Для этого миросозерцания благо человека, отсутствие страданий выше ценности человека, выше чести и достоинства человека. Частнообщественное, гуманистическое миросозерцание расслабляет человека, отнимает у него ту глубину, в которой он всегда связан со всем «историческим», сверхличным, всемирным, делает его отвлеченно-пустым человеком. Так погибает и немая великая правда гуманизма. Поистине всякий человек есть конкретный человек, человек исторический, национальный, принадлежащий к тому или иному типу культуры, а не отвлеченная машина, подсчитывающая свои блага и несчастья. Все историческое и мировое в человеке принимает форму глубоко индивидуальных инстинктов, индивидуальной любви к своей национальности, к национальному типу культуры, к конкретным историческим задачам.

Более углубленный, более религиозный взгляд на человека ведет к открытию в нем, в его глубине всего исторического, мирового, всех сверхличных ценностей. Национальность есть моя национальность и она во мне, государственность — моя государственность и она во мне, церковь — моя церковь и она во мне, культура — моя культура и она во мне, вся история есть моя история и она во мне. Историческая судьба народов и всего человечества есть моя судьба, я в ней и она во мне. Я живу в прошлом и будущем истории моего народа, истории человечества и истории мира. И все жертвы всемирной истории совершаются не только мной, но и для меня, для моей вечной жизни. Слезинка ребенка пролита не только для мира, для свершения мировой судьбы, но и для самого ребенка, для свершения его судьбы. Ибо весь мир есть мир этого ребенка, он в нем и для него. Ребенок может не сознавать своей всемирности, как не сознают этого многие взрослые дети — Петры и Иваны. Но эта слабость и узость человеческого сознания, эта выброшенность человека на поверхность не может быть опровержением той великой истины, что каждый человек — всемирный по своей природе и что в нем и для него совершается вся история.

Лишь такой углубленный взгляд делает меня свободным, гражданином моего отечества и гражданином вселенной. «Частный» же взгляд на жизнь, для которого все историческое, мировое, сверхличное — чуждое и инородное, делает рабом, способным лишь на рабий бунт.
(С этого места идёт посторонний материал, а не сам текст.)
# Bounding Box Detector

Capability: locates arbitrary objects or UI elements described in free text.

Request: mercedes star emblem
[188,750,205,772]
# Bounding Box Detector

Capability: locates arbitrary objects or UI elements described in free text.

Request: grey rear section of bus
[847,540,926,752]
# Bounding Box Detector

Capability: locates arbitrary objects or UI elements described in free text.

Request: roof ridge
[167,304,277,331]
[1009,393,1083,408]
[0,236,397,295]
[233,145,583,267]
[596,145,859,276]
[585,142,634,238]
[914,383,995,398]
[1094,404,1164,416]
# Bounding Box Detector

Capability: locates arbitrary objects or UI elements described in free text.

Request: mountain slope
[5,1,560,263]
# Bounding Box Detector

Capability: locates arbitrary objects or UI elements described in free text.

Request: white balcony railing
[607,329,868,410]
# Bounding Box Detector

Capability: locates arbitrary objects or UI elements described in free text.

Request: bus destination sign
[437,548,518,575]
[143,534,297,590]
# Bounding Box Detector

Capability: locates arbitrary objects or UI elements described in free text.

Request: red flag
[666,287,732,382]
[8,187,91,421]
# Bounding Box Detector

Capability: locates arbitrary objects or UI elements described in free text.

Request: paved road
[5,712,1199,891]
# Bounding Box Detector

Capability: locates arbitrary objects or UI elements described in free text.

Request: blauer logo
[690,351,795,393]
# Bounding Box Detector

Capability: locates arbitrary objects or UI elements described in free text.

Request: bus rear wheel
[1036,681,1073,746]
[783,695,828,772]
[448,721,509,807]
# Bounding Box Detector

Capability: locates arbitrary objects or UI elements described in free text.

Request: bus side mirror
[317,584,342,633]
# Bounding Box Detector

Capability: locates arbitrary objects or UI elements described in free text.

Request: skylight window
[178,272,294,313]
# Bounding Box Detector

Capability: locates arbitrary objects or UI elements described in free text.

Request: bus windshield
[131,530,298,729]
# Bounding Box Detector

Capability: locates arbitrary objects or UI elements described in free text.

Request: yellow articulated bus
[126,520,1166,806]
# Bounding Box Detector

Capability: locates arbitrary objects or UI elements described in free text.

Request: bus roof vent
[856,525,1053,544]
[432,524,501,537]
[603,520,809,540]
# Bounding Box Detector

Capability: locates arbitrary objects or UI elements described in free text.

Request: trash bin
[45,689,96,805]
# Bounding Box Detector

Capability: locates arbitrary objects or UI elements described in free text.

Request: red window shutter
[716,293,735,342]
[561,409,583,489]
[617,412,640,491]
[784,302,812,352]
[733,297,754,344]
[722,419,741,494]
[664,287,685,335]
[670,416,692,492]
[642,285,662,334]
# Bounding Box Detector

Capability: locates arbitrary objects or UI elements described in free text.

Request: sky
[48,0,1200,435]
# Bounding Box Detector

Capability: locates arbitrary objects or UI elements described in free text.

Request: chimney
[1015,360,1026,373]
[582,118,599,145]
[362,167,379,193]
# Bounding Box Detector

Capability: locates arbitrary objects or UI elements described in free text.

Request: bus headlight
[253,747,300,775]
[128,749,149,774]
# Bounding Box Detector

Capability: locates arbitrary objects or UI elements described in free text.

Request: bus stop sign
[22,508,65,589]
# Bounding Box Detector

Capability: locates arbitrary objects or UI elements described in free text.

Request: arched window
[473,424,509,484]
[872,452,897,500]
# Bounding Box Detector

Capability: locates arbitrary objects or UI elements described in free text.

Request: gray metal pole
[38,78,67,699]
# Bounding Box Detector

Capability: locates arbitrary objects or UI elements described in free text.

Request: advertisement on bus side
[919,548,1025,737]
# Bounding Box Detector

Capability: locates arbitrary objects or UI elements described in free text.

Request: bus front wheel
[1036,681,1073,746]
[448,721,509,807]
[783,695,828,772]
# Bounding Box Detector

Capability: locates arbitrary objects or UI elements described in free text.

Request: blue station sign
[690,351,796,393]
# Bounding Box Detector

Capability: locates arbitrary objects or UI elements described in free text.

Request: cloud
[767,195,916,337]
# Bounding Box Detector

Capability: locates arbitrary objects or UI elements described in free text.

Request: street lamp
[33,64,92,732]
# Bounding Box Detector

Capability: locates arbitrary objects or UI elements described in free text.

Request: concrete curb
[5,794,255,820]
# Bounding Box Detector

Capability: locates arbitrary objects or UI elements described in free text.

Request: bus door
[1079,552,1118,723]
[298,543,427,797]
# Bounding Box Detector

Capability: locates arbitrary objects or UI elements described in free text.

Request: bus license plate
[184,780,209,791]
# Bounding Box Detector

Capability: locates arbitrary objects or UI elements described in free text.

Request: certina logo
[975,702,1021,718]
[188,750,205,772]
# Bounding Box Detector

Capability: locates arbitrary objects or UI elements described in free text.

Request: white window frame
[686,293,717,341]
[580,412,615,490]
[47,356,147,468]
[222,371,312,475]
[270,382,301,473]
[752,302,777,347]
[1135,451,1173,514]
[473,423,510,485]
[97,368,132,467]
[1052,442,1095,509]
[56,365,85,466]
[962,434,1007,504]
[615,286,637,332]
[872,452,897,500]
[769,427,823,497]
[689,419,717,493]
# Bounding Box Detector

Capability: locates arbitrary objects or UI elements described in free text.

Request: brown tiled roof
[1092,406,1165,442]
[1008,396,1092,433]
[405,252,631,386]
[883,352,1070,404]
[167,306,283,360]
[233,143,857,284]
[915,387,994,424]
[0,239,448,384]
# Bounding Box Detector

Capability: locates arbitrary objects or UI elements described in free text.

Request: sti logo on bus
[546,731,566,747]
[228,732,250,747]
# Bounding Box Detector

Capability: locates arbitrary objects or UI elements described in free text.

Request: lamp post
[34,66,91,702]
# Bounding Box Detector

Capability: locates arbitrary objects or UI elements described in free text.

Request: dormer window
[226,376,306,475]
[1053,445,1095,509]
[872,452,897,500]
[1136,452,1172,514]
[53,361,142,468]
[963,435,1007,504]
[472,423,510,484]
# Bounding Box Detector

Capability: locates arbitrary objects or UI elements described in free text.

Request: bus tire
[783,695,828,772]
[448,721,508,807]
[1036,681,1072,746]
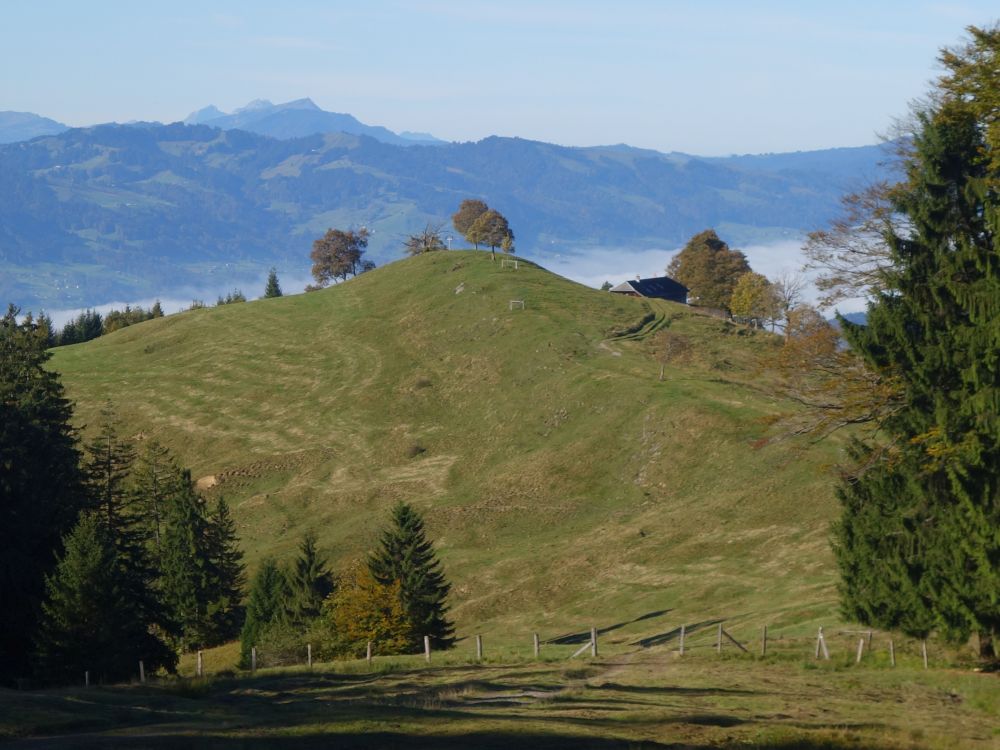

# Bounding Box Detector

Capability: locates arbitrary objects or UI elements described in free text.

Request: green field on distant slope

Раб вечно ощущает насилие над собой со стороны внешнего, и для него все внешнее — чуждое. Свободный все ощущает своим путем, своим испытанием, своей судьбой. Так и войну я должен постигнуть как свершение моей судьбы — я ее виновник и она во мне происходит, в каждом Иване и Петре и для каждого Ивана и Петра. Ибо поистине каждый Иван и Петр — мировое существо, в глубине своей сообщающееся со всем историческим и сверхличным. Для огромной массы Иванов и Петров этот мировой процесс протекает в их бессознательной или подсознательной стихии. Но сознание этой массы должно быть поднято до этого мирового сознания, а не до того рабски-обособленного сознания, для которого все мировое оказывается внешним и навязанным. Лишь на этой почве возможно решение проблемы Ивана Карамазова о слезинке замученного ребенка. С «частной» точки зрения слезинка ребенка не может быть оправдана. Замученный ребенок — бессмысленная жертва, вызывающая протест против мира, а в конце концов, и против Бога. Но жертвы и страдания могут быть оправданы, если видеть ту глубину всякого существа, на которой судьба национальная, историческая и мировая есть его собственная судьба.